I already had a deep seeded fear inside my heart that
something was decidedly wrong with Kyle anyway and
for some reason the skies that day nudged me more
toward the bad news that did indeed follow.

It wasn't a magical sign from God or the universe.
It just was.  And it just stuck in my brain that day.

Fast forward to Wednesday December 24, 2014. 

For days Kyle had been defying the odds and living
for "one more day" when all his blood counts were
pretty much incompatible with an actual human being
staying alive.

Somehow he would go to sleep and wake up one more day.

That morning I left the hospital in the neighborhood
of 3:30 a.m., hesitant to leave lest he should die, yet
my poor body was screaming at me after 5 days with pretty 
much no sleep to go and get "some rest".

"Some rest" meant two hours of sleep and then a shower
and a drive back to IMC and the 8th floor where Kyle
lay in his hospital bed.

As I got in my car at around 6 a.m., the skies across
the valley were once again a breathtaking pink hue.

Shimmering with the promise of a new day and all it
would bring.

I sighed as I drove the now familiar route to the
hospital, Christmas music playing absurdly in the back round,
and thought again, "pink skies, sailors warning....
Kyle will indeed die today."

Now not to give myself too much credit for "predicting"
his day of death, I had had this thought almost every day
for the days leading up to December 24. 

We all had.

We all wondered what day would be "the day."


But signs of his impending death were coming swifter
and faster and his body was shutting down and he
was slipping away slowly, but surely, from us the 
people who loved him most.

I will always treasure those last days in the hospital
as some of the most beautiful days of my life. 

There was a love that filled every corner of his 
hospital room for every moment he was there.

He was constantly surrounded by people who loved him

He was always being touched and held by family and friends.

He made us laugh and he made us cry and those memories
are most tender in my heart.

I will not lie (have I ever?) and say it's been easy.

In fact, Kyle's death has knocked the wind out of my
sails.  I am more sad than I ever thought possible.

Kyle always told me "Dor there is NO way to prepare for
the time when I'm dead."

In that, he was right.

However, I will say that in all the darkest fears about 
how this would be in my heart (his death and my 
continuing life) I am right.  I was right when I told
him how hard it would be.

It is hard.

The degree to which we ALL miss him in our home and family
is beyond description.

CS Lewis writes that "the death of a loved one is like
an amputation" and how very right he is.

There will always be the ghost of the limb that was once
Kyle in our lives.

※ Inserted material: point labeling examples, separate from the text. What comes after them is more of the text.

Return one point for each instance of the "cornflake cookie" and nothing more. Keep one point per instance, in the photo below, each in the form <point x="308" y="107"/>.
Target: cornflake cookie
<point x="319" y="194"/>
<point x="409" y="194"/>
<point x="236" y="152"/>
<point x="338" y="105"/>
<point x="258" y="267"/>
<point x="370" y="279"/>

We will grasp for it and him, only to
have it be just beyond our reach and be that phantom limb
that we can feel and see in our hearts, but not in our
reality anymore.

There is no good answer, we know.  There is no magic pill
and no easy way out, but through.

Through all of this messy stuff called living 
and dying and grieving.

And so we wake up each day and try to get through.

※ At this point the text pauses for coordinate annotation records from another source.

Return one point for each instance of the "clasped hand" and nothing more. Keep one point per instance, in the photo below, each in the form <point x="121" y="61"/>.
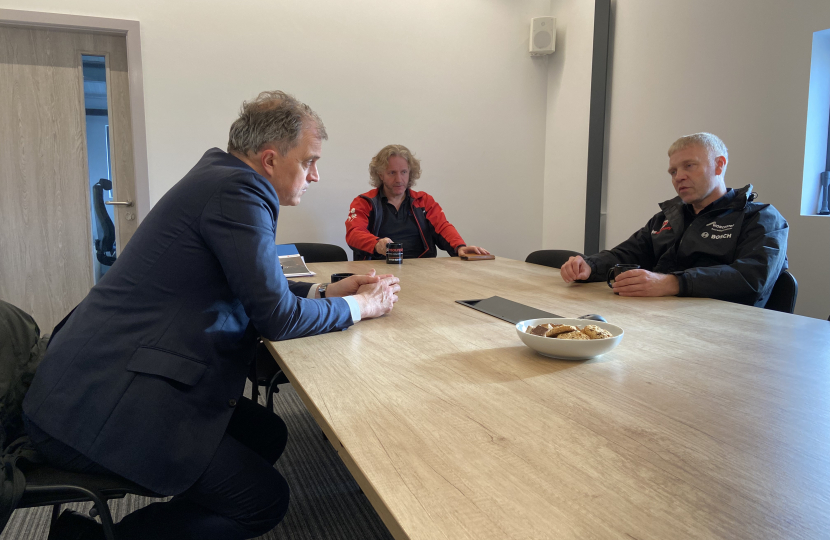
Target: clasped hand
<point x="632" y="283"/>
<point x="375" y="294"/>
<point x="380" y="247"/>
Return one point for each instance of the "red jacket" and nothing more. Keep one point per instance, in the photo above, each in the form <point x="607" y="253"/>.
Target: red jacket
<point x="366" y="217"/>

Some days are easier than others and some days we
lay together on my bed and just weep and weep.

And both of those, the "okay days" and the "weeping days"
and anything else we feel, are all okay.

Today when I woke up, remembering it was the 
one month anniversary, the skies were not pink.  

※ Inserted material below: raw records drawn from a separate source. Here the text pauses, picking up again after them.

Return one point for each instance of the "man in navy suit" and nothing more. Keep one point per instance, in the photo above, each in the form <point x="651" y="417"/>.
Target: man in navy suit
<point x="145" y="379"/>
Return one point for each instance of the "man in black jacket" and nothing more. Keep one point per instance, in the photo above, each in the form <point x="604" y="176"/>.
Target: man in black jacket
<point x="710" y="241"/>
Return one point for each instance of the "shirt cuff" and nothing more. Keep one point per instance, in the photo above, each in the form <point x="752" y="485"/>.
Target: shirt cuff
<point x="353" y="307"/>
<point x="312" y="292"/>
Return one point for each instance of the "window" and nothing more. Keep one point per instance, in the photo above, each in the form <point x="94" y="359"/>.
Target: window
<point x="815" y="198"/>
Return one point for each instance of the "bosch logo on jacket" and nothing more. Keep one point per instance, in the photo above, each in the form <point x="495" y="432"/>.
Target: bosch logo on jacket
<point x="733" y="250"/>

In fact they were the typical Salt Lake City
hideous awful gray inversion post apocalyptic Utah winter
skies, with no sun in place at all and no pink or blue
or anything at all other than shades of gray.

How perfectly fitting on this day I thought.

And that's what I've got for today, reflections.






Monday, January 19, 2015

You went to a funeral...

People ask how we are.

We say "okay" when in reality we (I am, I can't speak
for my children or extended family and friends that
lost Kyle as well)  I am drowning in grief and sadness
and depression.

And who really wants to hear that?

Or be around that?

Or listen to me cry or whine or be sad?

It makes ME depressed.

It sucks, plain and simple, it sucks to lose your husband.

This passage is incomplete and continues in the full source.